In this special seminar, Mathis Heyer, Ph.D. Student, Environmental Assessment and Optimization Group, will give an interactive tutorial instead of a typical research presentation
Abstract: Are you preprocessing datasets for your research? Are you tired of manually rerunning data-preprocessing scripts, losing track of which version of your data you used, or navigating through scattered output files? Snakemake is a powerful and user-friendly workflow management system that brings order, efficiency, adaptability and reproducibility to your data workflows.
In this hands-on tutorial, I’ll guide you through the essentials of Snakemake, from its basic syntax to building scalable and modular pipelines. You’ll learn how to automate preprocessing steps and manage software and data dependencies. If you like, bring your laptop and follow along step by step.

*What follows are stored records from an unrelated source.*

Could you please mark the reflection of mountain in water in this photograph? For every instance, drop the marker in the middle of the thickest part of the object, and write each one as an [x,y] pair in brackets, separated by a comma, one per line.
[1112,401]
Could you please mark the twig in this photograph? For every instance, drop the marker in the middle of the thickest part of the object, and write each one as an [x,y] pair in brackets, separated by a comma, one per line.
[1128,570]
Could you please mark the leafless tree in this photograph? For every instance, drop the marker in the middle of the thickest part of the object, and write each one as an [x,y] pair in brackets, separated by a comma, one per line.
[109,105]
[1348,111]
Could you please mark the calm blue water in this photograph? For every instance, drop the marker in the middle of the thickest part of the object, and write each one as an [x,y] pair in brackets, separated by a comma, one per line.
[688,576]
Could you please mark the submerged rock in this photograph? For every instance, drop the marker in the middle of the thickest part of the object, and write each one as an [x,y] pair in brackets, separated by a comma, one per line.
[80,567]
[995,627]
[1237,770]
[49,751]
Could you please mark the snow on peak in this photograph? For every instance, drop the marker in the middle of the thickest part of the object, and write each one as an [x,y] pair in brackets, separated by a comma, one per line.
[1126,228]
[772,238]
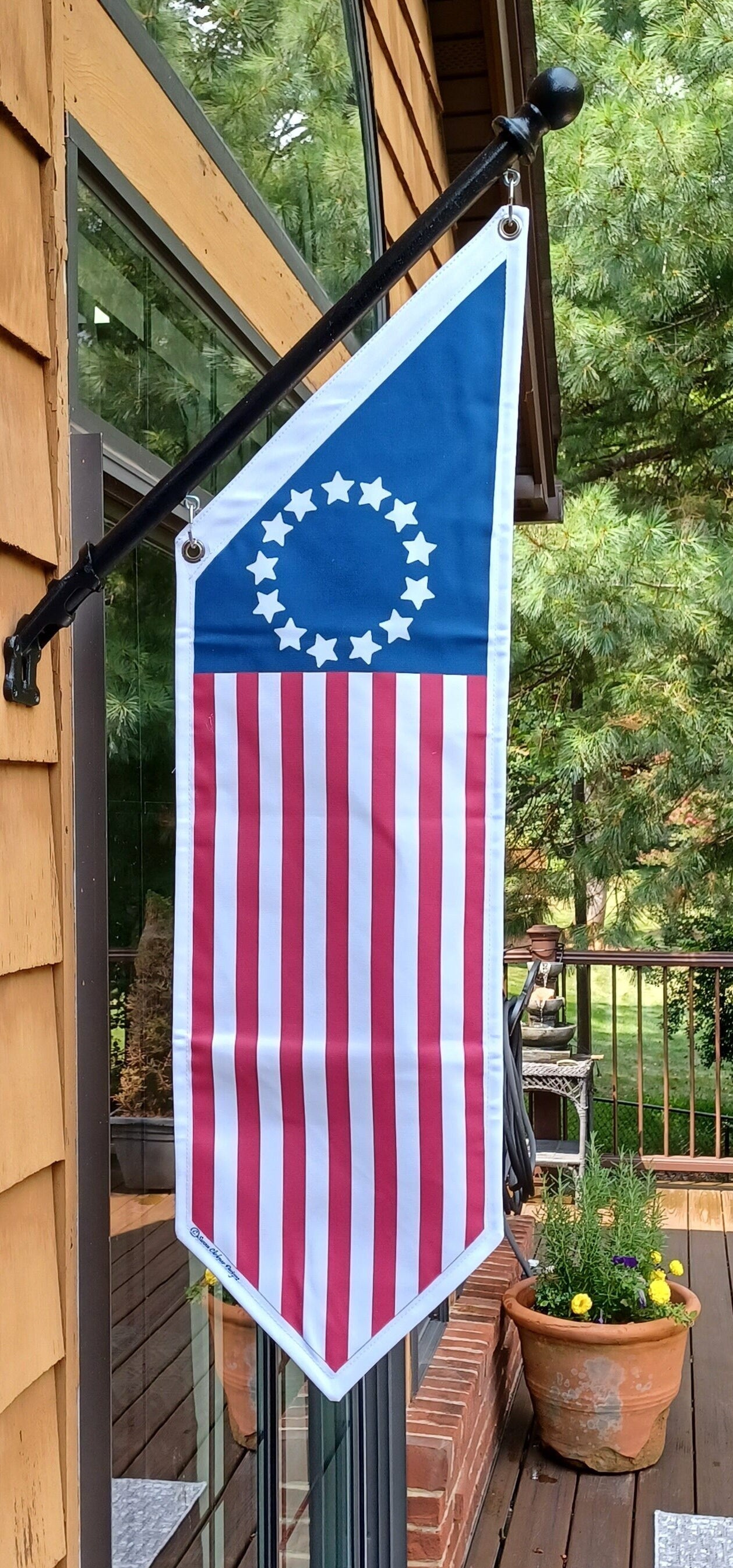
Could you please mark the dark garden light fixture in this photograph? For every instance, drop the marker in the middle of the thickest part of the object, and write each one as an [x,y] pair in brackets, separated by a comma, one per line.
[554,101]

Bio: Mathis Heyer is pursuing a Ph.D. in Energy Science & Engineering at the Stanford Doerr School of Sustainability. He holds a bachelor’s degree in Mechanical Engineering and a master’s degree in Process Systems Engineering from RWTH Aachen University, Germany, as well as a master’s degree in Management Science and Engineering from Tsinghua University in Beijing. His research in the Environmental Assessment and Optimization Group at Stanford focuses on advancing the understanding of complex energy and process systems through mathematical modeling and optimization. Mathis' work builds on his previous research experiences at the Climate Policy Lab at ETH Zurich and the Sustainable Reaction Engineering Group at Cambridge University. Mathis has been recognized as a Klaus-Murmann Fellow by the Foundation of German Business (sdw) while at RWTH Aachen and is currently an ERP Fellow with the German Academic Scholarship Foundation and a recipient of the SGF Fellowship.